Good for the heart (attack)

Yeah, I don’t know exactly how this fits into the theme of this blog.

It’s sort of anti-commercial, which is a recurring theme on The Dew Abides. It’s sort of about food, which, you may have noticed, we talk a bit about as well.

But I’m not talking about farm-to-table food here. Or organic stuff. Or saving the environment.

I’m talking about Valentine’s Day dinner. At the Waffle House.

This makes the second year in a row Jenn and I have done this, and I need to say that it feels pretty damn good. There’s no line.
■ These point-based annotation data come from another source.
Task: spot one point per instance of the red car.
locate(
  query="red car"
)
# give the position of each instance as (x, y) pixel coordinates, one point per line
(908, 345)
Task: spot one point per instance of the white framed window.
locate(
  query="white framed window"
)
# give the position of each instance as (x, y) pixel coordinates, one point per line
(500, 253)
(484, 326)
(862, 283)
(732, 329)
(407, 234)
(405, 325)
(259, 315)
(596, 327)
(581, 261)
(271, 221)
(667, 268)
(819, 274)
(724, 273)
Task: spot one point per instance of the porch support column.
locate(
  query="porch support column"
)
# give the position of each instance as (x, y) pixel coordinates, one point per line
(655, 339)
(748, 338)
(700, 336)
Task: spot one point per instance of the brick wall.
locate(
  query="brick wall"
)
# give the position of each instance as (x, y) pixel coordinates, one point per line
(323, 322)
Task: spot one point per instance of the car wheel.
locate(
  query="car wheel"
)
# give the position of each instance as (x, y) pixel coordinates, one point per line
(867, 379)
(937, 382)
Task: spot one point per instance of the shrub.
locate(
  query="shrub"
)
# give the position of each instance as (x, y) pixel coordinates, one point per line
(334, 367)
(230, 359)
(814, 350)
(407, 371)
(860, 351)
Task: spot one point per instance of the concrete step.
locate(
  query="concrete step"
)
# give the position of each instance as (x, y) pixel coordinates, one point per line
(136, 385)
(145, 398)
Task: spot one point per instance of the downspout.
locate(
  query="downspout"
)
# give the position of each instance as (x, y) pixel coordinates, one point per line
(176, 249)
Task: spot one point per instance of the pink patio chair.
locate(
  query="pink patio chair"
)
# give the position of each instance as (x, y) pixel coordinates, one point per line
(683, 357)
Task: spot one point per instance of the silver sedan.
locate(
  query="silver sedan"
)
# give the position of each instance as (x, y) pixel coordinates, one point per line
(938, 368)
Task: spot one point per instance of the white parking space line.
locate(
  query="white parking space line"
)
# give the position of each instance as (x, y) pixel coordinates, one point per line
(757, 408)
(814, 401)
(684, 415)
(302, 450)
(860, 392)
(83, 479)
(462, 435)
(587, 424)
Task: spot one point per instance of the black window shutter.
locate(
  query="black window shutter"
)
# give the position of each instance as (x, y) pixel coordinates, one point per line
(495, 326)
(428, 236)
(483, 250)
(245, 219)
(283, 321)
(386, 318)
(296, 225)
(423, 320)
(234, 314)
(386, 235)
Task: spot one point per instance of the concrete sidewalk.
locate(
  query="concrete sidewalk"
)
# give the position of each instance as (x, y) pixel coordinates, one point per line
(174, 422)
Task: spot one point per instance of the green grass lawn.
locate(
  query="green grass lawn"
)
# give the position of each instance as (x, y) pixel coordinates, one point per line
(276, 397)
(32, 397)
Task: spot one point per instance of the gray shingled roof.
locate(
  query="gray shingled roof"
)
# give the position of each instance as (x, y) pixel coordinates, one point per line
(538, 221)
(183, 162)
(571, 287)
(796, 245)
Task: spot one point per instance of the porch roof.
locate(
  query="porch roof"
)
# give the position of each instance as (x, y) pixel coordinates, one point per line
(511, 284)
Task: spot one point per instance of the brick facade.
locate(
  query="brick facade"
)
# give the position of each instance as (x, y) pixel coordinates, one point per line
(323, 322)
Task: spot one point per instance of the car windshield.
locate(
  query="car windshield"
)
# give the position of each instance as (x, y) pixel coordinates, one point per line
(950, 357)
There’s no reservation. There’s only about eight minutes between you and a big, greasy plate of scatteredsmotheredcoveredchoppedchunkedanddiced hash browns. And a Diet Coke, of course. Gotta watch the calories.

Photo courtesy of Cavale Doom.

Last year there was a little more fanfare. I did make a reservation. And there were candles on the tables, which were covered with white tablecloths — it wasn’t linen, mind you, and our plastic might’ve had a melty spot from a candle accident, but hey, they don’t get many chances to actually light candles at the Waffle House, so cut ’em a break. Oh, and I didn’t tell Jenn where we were going that year. In fact, I blindfolded her until we were parked.

And she was delighted, which affirms why I love her so.

For whatever reason, our local Awful Waffles didn’t take part in the national Valentine’s event this year, but we went anyway. And we were still smiling like canary-eating-cats on the way home.

Is Valentine’s Day a Hallmark holiday? You betcha. That’s why I’ve always been fond of ironic V-Day songs, like Steve Earle’s, or the Old 97’s’s. But Hallmark’s got you right by the pecan waffles, don’t they? Because who’s gonna be the schmuck who doesn’t try to show his wife that he really loves her? I think what we’ve discovered is this: Playing against type for this special day’s dinner is the best of all worlds. We binged a bit on the ol’ diet, we’re set back a total of $12.80, and life is good.